Making sure your patients successfully transition from an acute care environment such as a hospital to home-based care can be difficult, especially if the patient or the care facility doesn’t alert you that he or she was admitted or is being discharged. To make the process less prone to mistakes or gaps, focus on improving these four areas:
1. Education. Explain to patients and their families how transitional care management benefits their long-term outcomes and why they should inform your practice when the patient goes to the hospital, share the primary care physician’s contact information with the acute care team, contact the practice when the patient is discharged, and come to the practice for a visit within 7 to 14 days after discharge.
2. Collaboration. Work with your acute care facility partners to obtain access to patient discharge summaries and other electronic records. Also, meet with hospitalists to establish collaborative processes for communicating patient discharge needs and summaries. Educate them about transitional care management and the importance of notifying the patient’s primary care team.
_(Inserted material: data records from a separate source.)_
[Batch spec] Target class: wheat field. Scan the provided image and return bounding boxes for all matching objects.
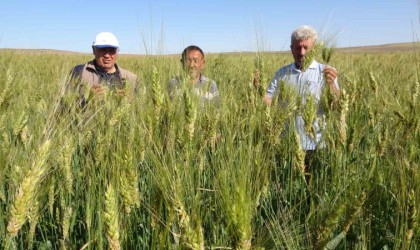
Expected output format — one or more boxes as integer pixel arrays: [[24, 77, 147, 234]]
[[0, 47, 420, 249]]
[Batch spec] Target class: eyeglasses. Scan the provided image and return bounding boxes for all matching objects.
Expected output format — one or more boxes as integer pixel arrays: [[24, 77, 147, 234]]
[[96, 47, 118, 55]]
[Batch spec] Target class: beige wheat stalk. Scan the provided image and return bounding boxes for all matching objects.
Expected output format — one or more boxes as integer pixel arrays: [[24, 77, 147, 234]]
[[293, 131, 306, 176], [184, 91, 196, 141], [104, 184, 121, 250], [339, 89, 349, 146], [302, 94, 316, 138], [175, 197, 205, 250], [7, 140, 51, 237], [28, 198, 39, 248], [369, 71, 378, 97], [119, 154, 140, 214], [152, 67, 163, 125], [0, 69, 13, 107], [61, 138, 75, 194], [48, 176, 55, 215], [62, 207, 73, 242], [405, 189, 417, 249]]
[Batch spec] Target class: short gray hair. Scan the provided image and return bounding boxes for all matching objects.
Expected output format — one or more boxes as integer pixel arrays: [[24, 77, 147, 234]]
[[290, 25, 318, 44]]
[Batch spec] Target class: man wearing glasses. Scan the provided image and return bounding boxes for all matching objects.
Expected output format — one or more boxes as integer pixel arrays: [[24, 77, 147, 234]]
[[169, 45, 220, 106], [70, 32, 137, 107]]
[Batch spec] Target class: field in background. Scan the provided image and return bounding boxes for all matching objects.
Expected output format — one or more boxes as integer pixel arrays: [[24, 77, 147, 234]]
[[0, 47, 420, 249]]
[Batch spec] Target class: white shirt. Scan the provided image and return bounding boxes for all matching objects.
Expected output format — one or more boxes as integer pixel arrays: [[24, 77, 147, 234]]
[[267, 60, 339, 150]]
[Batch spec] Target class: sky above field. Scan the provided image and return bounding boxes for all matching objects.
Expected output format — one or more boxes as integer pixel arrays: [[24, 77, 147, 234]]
[[0, 0, 420, 54]]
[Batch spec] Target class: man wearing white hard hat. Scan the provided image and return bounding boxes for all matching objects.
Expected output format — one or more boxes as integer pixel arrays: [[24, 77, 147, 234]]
[[70, 32, 137, 107]]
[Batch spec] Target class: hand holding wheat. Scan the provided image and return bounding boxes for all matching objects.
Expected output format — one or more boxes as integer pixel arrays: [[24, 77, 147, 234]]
[[324, 65, 340, 97]]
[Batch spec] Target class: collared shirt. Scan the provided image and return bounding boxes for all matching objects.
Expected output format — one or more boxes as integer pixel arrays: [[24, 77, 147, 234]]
[[169, 75, 220, 106], [267, 60, 339, 150], [66, 60, 138, 107]]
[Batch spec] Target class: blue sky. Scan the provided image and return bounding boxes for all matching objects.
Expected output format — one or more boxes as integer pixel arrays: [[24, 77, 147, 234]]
[[0, 0, 420, 54]]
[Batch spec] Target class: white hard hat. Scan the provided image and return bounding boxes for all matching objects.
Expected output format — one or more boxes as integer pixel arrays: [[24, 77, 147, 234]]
[[93, 32, 120, 48]]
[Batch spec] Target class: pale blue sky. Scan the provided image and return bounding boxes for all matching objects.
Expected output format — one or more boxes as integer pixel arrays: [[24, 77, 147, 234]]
[[0, 0, 420, 54]]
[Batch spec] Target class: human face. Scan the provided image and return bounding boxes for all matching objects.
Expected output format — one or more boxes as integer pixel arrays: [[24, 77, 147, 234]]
[[93, 48, 118, 73], [290, 39, 314, 69], [181, 50, 206, 80]]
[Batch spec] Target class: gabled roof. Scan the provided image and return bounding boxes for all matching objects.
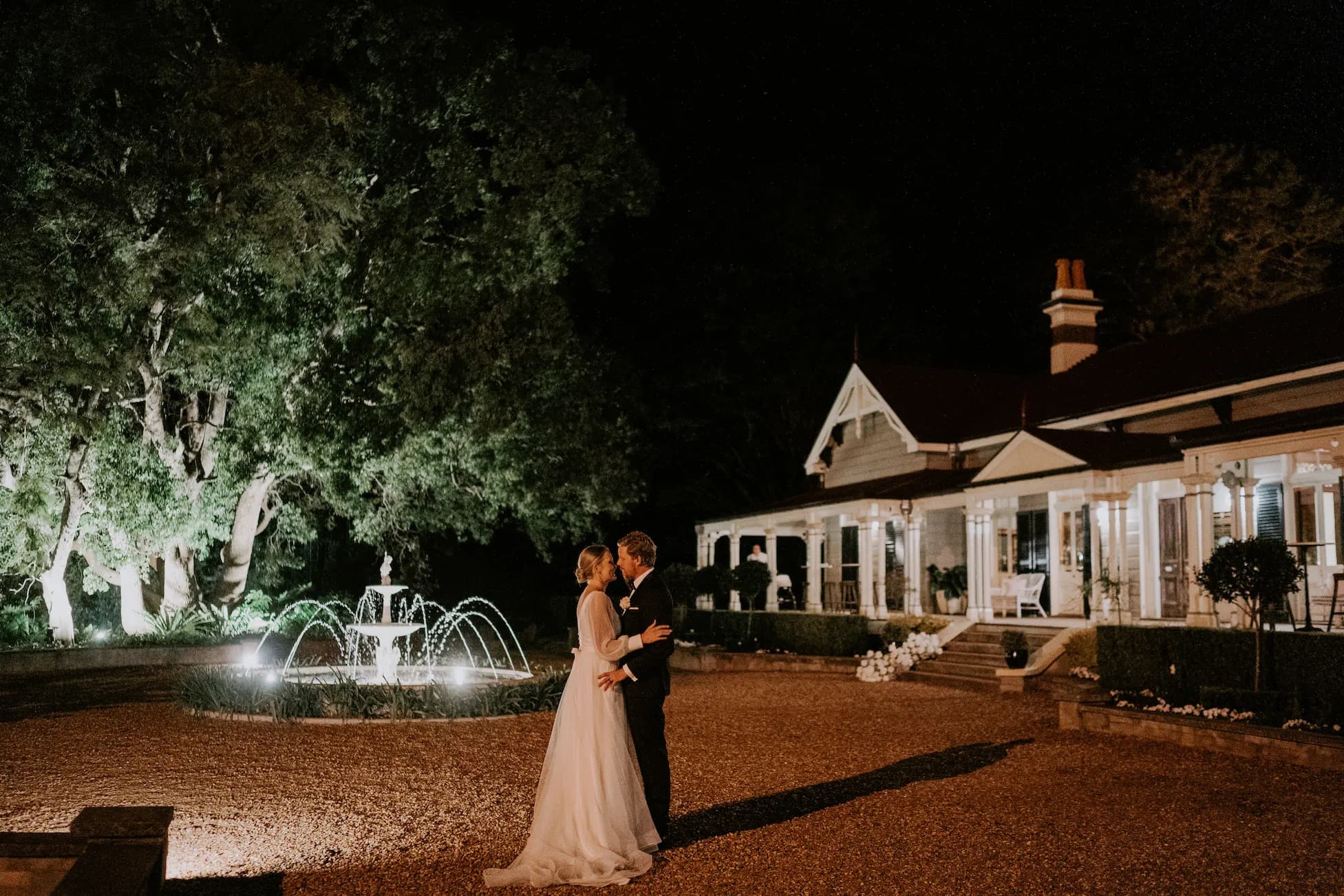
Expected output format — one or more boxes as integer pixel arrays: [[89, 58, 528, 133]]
[[974, 430, 1182, 484], [701, 470, 976, 522], [857, 290, 1344, 442], [1016, 290, 1344, 427], [857, 361, 1027, 442]]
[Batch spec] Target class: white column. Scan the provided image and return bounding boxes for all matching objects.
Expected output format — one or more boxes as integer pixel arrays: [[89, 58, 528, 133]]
[[872, 518, 890, 619], [1116, 493, 1130, 625], [729, 532, 742, 610], [973, 509, 994, 622], [1242, 476, 1258, 539], [808, 522, 821, 612], [765, 529, 780, 612], [1180, 473, 1217, 629], [859, 516, 873, 619], [906, 515, 924, 617]]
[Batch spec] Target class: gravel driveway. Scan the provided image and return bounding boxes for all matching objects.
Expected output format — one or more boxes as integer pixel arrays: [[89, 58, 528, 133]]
[[0, 673, 1344, 895]]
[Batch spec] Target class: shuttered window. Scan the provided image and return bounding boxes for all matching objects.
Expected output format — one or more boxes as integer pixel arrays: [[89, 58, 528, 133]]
[[1255, 482, 1283, 539]]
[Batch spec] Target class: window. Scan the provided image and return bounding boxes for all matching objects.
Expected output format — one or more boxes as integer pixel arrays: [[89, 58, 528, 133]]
[[999, 529, 1017, 573], [1293, 487, 1320, 566]]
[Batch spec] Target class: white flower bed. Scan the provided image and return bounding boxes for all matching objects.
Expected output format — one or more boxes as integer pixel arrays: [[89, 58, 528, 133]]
[[1111, 690, 1255, 721], [857, 631, 942, 681]]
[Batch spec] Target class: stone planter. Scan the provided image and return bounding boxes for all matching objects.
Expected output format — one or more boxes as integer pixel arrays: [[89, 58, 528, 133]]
[[1059, 700, 1344, 771]]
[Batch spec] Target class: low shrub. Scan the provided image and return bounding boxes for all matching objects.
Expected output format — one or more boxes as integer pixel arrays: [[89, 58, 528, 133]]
[[677, 610, 868, 657], [1097, 626, 1344, 724], [178, 666, 570, 721], [882, 612, 948, 645], [1060, 626, 1097, 669]]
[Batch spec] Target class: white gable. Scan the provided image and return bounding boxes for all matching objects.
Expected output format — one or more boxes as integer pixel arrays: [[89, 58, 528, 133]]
[[972, 431, 1087, 482], [802, 364, 918, 473]]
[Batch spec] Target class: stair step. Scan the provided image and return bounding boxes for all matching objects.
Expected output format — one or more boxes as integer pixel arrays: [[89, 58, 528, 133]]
[[925, 650, 1004, 669], [919, 656, 1003, 679], [901, 663, 999, 690]]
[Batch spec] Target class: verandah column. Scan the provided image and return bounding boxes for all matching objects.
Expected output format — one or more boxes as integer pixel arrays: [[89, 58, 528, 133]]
[[1180, 473, 1217, 629], [765, 529, 780, 612], [872, 518, 890, 619], [906, 515, 924, 617], [808, 521, 821, 612], [859, 516, 875, 619], [729, 529, 742, 610], [1242, 476, 1259, 539]]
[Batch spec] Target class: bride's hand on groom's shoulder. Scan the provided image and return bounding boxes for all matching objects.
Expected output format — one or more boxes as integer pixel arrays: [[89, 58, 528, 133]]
[[640, 619, 672, 643], [597, 666, 629, 690]]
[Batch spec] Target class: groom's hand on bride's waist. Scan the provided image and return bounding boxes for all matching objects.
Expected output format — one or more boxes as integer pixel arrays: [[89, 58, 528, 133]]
[[597, 666, 630, 690]]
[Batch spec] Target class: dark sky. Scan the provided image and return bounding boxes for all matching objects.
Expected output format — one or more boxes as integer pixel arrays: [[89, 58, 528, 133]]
[[491, 1, 1344, 367], [381, 0, 1344, 596]]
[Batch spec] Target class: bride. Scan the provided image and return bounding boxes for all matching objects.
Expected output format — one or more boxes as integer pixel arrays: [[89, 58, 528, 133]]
[[485, 544, 672, 886]]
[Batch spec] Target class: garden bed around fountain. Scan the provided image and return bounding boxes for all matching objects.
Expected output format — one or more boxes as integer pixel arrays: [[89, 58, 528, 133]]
[[178, 666, 568, 724]]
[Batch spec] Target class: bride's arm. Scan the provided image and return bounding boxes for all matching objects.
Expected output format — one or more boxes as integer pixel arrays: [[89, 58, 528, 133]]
[[584, 594, 643, 662]]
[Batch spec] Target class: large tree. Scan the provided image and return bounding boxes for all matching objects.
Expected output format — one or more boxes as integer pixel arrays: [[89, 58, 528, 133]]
[[0, 3, 650, 638], [1103, 145, 1344, 339]]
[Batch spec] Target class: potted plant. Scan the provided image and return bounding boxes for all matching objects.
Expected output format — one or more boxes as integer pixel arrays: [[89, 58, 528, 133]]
[[999, 629, 1031, 669], [929, 563, 966, 615], [1195, 537, 1302, 690]]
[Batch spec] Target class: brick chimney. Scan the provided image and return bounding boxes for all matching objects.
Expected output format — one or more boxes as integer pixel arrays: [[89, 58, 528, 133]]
[[1042, 258, 1102, 374]]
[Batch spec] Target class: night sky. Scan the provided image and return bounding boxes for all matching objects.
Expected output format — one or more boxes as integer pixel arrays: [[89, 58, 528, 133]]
[[400, 3, 1344, 596]]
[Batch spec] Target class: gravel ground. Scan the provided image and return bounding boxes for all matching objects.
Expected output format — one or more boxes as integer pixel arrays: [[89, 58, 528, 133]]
[[0, 663, 1344, 895]]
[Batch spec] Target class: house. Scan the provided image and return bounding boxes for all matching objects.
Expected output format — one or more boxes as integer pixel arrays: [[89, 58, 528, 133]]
[[696, 261, 1344, 626]]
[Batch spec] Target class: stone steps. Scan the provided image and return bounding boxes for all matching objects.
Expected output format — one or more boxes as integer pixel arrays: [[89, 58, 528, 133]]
[[902, 625, 1058, 690]]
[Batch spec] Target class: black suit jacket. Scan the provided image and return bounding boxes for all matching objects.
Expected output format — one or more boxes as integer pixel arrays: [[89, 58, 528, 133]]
[[621, 570, 676, 694]]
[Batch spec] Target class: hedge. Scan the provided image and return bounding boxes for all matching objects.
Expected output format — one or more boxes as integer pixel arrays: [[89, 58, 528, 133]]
[[676, 610, 870, 657], [1097, 626, 1344, 721]]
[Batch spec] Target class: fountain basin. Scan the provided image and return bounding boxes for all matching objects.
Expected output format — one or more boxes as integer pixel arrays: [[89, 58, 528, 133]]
[[279, 665, 532, 687]]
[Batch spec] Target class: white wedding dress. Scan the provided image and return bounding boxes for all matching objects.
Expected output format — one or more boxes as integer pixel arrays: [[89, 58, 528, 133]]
[[485, 591, 660, 886]]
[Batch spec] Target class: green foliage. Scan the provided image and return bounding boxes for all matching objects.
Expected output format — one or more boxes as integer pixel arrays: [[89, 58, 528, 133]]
[[732, 560, 774, 597], [1117, 145, 1344, 339], [178, 666, 570, 721], [1195, 537, 1302, 619], [1063, 626, 1102, 669], [1097, 626, 1344, 724], [687, 610, 868, 657], [659, 563, 698, 606], [692, 564, 732, 594], [929, 563, 966, 598], [882, 612, 948, 645], [999, 629, 1030, 654], [0, 597, 47, 648]]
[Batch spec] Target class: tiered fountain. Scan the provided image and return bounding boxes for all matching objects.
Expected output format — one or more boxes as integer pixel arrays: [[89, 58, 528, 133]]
[[248, 556, 532, 686]]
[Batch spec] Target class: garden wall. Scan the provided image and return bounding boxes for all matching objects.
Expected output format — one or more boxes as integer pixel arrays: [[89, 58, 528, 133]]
[[677, 610, 868, 657], [1097, 626, 1344, 716]]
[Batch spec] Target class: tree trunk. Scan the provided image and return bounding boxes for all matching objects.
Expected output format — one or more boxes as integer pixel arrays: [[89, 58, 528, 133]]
[[158, 539, 196, 614], [41, 435, 89, 641], [117, 563, 149, 634], [211, 465, 275, 604]]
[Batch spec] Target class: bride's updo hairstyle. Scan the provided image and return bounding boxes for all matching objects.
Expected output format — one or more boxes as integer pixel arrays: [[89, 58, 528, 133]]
[[574, 544, 610, 582]]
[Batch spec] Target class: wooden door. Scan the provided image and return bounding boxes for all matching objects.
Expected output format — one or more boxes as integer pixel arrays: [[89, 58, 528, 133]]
[[1017, 511, 1051, 612], [1158, 498, 1186, 619]]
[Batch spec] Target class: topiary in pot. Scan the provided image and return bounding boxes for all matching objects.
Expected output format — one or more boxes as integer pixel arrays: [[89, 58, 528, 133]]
[[999, 629, 1031, 669]]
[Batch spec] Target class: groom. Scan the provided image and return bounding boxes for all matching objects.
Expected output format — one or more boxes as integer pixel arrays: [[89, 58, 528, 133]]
[[598, 532, 673, 854]]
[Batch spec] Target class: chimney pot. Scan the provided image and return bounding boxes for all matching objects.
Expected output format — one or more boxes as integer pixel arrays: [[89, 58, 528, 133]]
[[1042, 258, 1102, 374]]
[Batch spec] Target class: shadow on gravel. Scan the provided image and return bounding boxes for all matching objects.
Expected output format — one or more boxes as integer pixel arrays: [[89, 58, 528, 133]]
[[664, 739, 1031, 849], [161, 875, 285, 896], [0, 668, 182, 723]]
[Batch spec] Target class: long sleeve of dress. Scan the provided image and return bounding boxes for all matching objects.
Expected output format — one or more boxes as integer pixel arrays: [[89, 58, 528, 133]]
[[584, 593, 643, 662]]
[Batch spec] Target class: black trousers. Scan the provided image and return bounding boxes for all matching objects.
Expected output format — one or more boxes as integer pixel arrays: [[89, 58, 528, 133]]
[[625, 681, 672, 840]]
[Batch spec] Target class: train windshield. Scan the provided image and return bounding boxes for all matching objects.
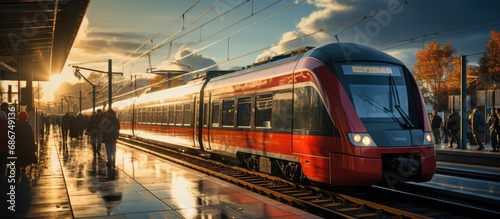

3. Workflow and protocol. Develop a staff training curriculum that covers the importance of transitional care management to patients and the practice, as well as how to document and code for transitional care management services. Also create a protocol that establishes a workflow and assigned roles and responsibilities for all team members in the practice.
4. Technology. Collaborate with your information technology team to make sure transitional care management documentation and codes are readily accessible in the practice’s electronic health record.